Indiana University-Purdue University Indianapolis (IUPUI)
After spinal cord injury (SCI), poor axonal regeneration of the central nervous system, which mainly attributed to glial scar and low intrinsic regenerating capacity of severely injured neurons, causes limited functional recovery. Combinatory strategy has been applied to target multiple mechanisms. Schwann cells (SCs) have been explored as promising donors for transplantation to promote axonal regeneration. Among the central neurons, descending propriospinal neurons (DPSN) displayed the impressive regeneration response to SCs graft. Glial cell line-derived neurotrophic factor (GDNF), which receptor is widely expressed in nervous system, possesses the ability to promote neuronal survival, axonal regeneration/sprouting, remyelination, synaptic formation and modulate the glial response. We constructed a novel axonal permissive pathway in rat model of thoracic complete transection injury by grafting SCs over-expressing GDNF (SCs-GDNF) both inside and caudal to the lesion gap.
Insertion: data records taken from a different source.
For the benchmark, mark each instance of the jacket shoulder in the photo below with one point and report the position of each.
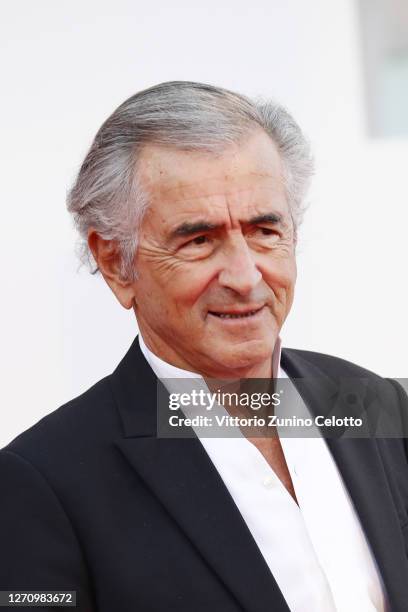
(331, 365)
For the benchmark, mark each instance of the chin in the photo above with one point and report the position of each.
(244, 359)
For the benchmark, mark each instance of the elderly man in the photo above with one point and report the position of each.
(189, 202)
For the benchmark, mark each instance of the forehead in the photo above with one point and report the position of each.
(242, 176)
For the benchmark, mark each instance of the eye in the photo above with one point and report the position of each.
(267, 231)
(197, 241)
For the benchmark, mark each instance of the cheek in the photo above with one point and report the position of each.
(280, 274)
(191, 283)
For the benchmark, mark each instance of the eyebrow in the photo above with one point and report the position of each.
(188, 229)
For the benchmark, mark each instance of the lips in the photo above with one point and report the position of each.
(235, 314)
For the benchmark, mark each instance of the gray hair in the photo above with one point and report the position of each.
(107, 194)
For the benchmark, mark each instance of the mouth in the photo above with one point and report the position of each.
(236, 313)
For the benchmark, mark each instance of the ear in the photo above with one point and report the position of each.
(107, 256)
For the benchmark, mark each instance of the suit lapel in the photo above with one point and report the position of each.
(181, 475)
(359, 462)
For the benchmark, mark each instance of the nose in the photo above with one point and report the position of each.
(239, 271)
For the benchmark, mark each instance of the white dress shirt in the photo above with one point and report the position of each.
(317, 550)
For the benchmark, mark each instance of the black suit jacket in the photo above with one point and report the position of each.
(92, 501)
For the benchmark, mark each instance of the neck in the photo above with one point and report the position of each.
(212, 373)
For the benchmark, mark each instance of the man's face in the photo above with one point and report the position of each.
(216, 260)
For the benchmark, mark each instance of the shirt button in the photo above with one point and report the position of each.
(268, 482)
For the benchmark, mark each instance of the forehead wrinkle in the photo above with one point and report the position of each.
(163, 188)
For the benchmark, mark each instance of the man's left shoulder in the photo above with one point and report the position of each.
(330, 365)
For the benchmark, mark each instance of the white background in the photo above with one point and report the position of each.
(68, 65)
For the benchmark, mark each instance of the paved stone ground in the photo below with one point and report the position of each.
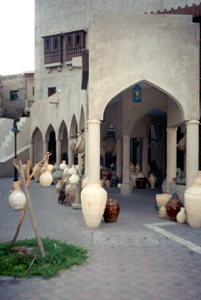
(129, 259)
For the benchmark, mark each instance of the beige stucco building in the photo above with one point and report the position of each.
(89, 58)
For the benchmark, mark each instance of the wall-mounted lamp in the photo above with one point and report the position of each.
(137, 93)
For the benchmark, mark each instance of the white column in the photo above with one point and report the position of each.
(70, 155)
(31, 154)
(171, 155)
(93, 196)
(94, 152)
(58, 153)
(192, 151)
(86, 152)
(119, 157)
(126, 186)
(145, 156)
(45, 148)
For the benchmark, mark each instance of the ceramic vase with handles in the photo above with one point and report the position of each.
(17, 198)
(46, 178)
(173, 207)
(192, 200)
(181, 216)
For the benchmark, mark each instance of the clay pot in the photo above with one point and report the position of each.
(162, 199)
(152, 180)
(192, 200)
(181, 216)
(63, 165)
(17, 198)
(70, 194)
(173, 207)
(111, 211)
(46, 178)
(162, 213)
(93, 199)
(74, 178)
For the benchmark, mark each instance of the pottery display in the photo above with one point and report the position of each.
(181, 216)
(107, 183)
(173, 207)
(105, 174)
(57, 175)
(70, 194)
(141, 181)
(111, 211)
(71, 170)
(152, 180)
(192, 200)
(59, 185)
(43, 169)
(162, 199)
(74, 178)
(162, 213)
(46, 178)
(93, 199)
(17, 198)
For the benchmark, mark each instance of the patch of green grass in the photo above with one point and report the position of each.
(59, 256)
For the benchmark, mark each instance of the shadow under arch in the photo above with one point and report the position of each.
(118, 97)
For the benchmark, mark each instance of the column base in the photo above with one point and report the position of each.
(76, 206)
(126, 189)
(93, 200)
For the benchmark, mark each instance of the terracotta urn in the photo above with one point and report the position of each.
(63, 165)
(46, 178)
(74, 178)
(162, 199)
(17, 198)
(192, 201)
(70, 194)
(93, 199)
(173, 207)
(162, 213)
(111, 211)
(141, 181)
(181, 216)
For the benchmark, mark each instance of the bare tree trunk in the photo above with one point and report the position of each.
(40, 244)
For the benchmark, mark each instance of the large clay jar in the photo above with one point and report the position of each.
(181, 216)
(173, 207)
(162, 199)
(192, 200)
(17, 198)
(63, 165)
(93, 199)
(111, 211)
(141, 181)
(70, 194)
(46, 178)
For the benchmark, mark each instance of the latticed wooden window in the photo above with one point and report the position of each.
(74, 43)
(53, 49)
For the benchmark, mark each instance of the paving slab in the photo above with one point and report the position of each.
(138, 257)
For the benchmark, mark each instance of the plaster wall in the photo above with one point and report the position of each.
(67, 15)
(160, 49)
(58, 107)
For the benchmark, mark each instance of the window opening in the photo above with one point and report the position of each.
(14, 95)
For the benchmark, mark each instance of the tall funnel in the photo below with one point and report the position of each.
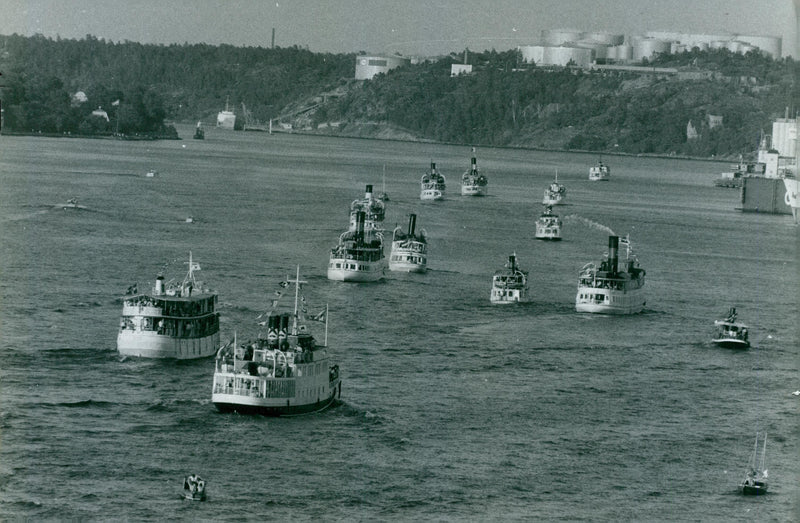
(613, 259)
(412, 223)
(360, 218)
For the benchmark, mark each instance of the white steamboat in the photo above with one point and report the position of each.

Behavior evaluation and histological analyses have been applied to this study. Our results indicated that tremendous DPSN axons as well as brain stem axons regenerated across the lesion gap back to the caudal spinal cord. In addition to direct promotion on axonal regeneration, GDNF also significantly improved the astroglial environment around the lesion. These regenerations caused motor functional recovery. The dendritic plasticity of axotomized DPSN also contributed to the functional recovery. We applied a G-mutated rabies virus (G-Rabies) co-expressing green fluorescence protein (GFP) to reveal Golgi-like dendritic morphology of DPSNs and its response to axotomy injury and GDNF treatment. We also investigated the neurotransmitters phenotype of FluoroGold (FG) labeled DPSNs. Our results indicated that over 90 percent of FG-labeled DPSNs were glutamatergic neurons. DPSNs in sham animals had a predominantly dorsal-ventral distribution of dendrites. Transection injury resulted in alterations in the dendritic distribution, with dorsal-ventral retraction and lateral-medial extension of dendrites. Treatment with GDNF significantly increased the terminal dendritic length of DPSNs. The density of spine-like structures was increased after injury and treatment with GDNF enhanced this effect.